Each client’s portfolio will consist of the benchmark replicating portfolio, which may be unique to them, and an active portfolio that will as far as possible be common to all clients. The active portfolio aims to target an agreed return above our client’s chosen benchmark. This may be scaled up or down based on client objectives and risk appetite. This approach ensures that all of our clients benefit from our best ideas.
YR: Why have you chosen to be active managers versus being a passive manager?
CH: We track many different investment ideas from a global universe and select what we think are the best ones. The best way to express an investment view often means finding a way to isolate that view from extraneous influences: active global investing allows us to do this.
YR: What is your investment universe and how do you screen your investments?
CH: We have a global outlook and as such trade positions in corporate and government bonds, inflation linked bonds, emerging markets bonds, supra-national bonds, credit swap contracts, futures and forwards, currency contracts and other instruments present in the particular benchmarks selected by our clients. We don’t use screens as such but consider qualitative and quantitative criteria on a case-by-case basis.
YR: Can you tell us some of the specific themes you are looking at in 2016?

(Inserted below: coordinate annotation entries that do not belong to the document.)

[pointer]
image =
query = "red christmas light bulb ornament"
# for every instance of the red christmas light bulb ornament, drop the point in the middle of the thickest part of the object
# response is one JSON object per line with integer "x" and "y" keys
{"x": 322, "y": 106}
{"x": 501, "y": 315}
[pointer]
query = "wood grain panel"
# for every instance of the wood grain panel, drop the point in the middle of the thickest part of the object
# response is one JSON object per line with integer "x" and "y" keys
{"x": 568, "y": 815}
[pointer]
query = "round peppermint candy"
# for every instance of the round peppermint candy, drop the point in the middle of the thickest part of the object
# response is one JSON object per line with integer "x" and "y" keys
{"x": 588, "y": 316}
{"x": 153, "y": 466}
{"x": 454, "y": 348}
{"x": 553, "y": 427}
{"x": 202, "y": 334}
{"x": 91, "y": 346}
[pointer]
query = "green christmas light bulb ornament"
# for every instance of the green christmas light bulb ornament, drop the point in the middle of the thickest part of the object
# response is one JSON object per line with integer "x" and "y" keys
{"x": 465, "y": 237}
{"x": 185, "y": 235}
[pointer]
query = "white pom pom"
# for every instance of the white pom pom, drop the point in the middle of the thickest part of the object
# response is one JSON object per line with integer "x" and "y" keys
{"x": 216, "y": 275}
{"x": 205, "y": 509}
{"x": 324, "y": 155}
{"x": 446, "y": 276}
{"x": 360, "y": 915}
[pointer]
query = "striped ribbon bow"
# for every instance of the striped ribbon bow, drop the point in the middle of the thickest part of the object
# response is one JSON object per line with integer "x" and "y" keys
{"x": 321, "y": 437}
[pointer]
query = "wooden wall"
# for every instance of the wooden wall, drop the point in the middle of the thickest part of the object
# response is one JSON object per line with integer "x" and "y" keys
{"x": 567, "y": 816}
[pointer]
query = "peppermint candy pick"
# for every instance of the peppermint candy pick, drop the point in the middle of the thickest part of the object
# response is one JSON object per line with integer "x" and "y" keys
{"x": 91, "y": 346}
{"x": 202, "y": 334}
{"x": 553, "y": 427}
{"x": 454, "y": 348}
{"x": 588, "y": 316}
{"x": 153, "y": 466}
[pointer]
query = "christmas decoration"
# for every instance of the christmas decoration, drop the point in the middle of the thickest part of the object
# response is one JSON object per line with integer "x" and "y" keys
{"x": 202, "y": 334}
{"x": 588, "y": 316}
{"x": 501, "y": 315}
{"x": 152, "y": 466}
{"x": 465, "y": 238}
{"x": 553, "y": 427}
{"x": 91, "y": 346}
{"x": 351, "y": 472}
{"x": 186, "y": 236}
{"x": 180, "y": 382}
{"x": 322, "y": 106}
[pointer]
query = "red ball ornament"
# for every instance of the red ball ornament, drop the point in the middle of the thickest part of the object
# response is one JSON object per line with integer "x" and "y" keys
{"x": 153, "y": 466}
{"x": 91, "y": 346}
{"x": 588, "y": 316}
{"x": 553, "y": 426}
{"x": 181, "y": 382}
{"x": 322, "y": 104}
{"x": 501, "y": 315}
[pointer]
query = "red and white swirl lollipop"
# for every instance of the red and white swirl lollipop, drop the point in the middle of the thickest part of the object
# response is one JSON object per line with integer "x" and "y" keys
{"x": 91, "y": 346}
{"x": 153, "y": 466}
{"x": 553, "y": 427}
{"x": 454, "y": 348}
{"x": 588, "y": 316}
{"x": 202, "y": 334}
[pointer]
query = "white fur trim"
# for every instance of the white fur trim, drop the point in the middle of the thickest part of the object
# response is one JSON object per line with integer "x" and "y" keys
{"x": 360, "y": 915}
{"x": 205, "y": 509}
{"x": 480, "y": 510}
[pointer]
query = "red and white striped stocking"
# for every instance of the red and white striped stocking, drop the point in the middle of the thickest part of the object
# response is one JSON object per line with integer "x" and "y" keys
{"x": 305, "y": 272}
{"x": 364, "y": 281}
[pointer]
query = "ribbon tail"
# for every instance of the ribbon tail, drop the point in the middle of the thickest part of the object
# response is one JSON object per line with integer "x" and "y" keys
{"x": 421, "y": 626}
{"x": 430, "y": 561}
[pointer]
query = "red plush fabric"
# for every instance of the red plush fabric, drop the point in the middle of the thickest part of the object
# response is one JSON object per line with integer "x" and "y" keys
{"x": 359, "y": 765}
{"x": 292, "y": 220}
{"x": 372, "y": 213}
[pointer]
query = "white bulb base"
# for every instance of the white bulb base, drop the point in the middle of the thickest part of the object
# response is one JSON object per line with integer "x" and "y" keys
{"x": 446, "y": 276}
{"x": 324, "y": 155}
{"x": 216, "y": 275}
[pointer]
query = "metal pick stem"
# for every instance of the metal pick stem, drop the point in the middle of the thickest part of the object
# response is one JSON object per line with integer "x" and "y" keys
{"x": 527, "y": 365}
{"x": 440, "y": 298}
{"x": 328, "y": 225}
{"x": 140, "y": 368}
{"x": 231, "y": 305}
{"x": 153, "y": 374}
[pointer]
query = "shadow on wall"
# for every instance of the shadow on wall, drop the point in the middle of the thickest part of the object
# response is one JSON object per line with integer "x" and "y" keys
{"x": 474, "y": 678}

CH: We continually analyse multiple global economic themes. One such view in which we retain strong conviction is: Europe – reflation divergence. The European economic cycle has fragmented since 2012. The UK cycle is advanced with low unemployment and modest wage growth, whereas Sweden has ‘sticky’ unemployment and headwinds to wage growth. The Eurozone on the other hand continues to experience very high unemployment and low growth, particularly in France and Italy. This necessitates exceptional monetary stimulus for some time to come.
As a consequence of this we expect:
- The Swedish yield curve to ‘steepen’ as realised inflation is allowed to modestly overshoot target whilst official policy rates remain negative.
- The spread between 1y rates, forward dated, in the UK and Eurozone to widen as the respective economic cycles lead to diverging realised inflation over the next few years.
Our fund also believes that “term premia” will return in US Treasuries. Term premia, or the return investors demand to compensate them for holding longer dated bonds, has been crushed and we think the risk is the US will do better and that the yield curve may steepen sharply.
YR: Why should investors should place money with Cameron Hume?
CH: Our business proposition is to work with people who already own fixed income. It is not our intention to sell the asset class; rather to add value to our clients’ portfolios through active management. We value building long-term relationships with institutional investors with whom we can engage in a meaningful dialogue about their portfolios.
YR: We can see where the name Cameron comes from but what about the name ‘Hume’ in Cameron Hume?
CH: There’s a story behind that. Guy set up a limited company before Chris joined and felt that the firm name should have two names. Not having a partner initially, he chose the surname of the Scottish enlightenment philosopher David Hume as it was his tri-centennial. Shortly after when Chris joined, Guy offered to change the name, but they both felt that Cameron Hume was a good name with strong roots to Scotland, so it stuck.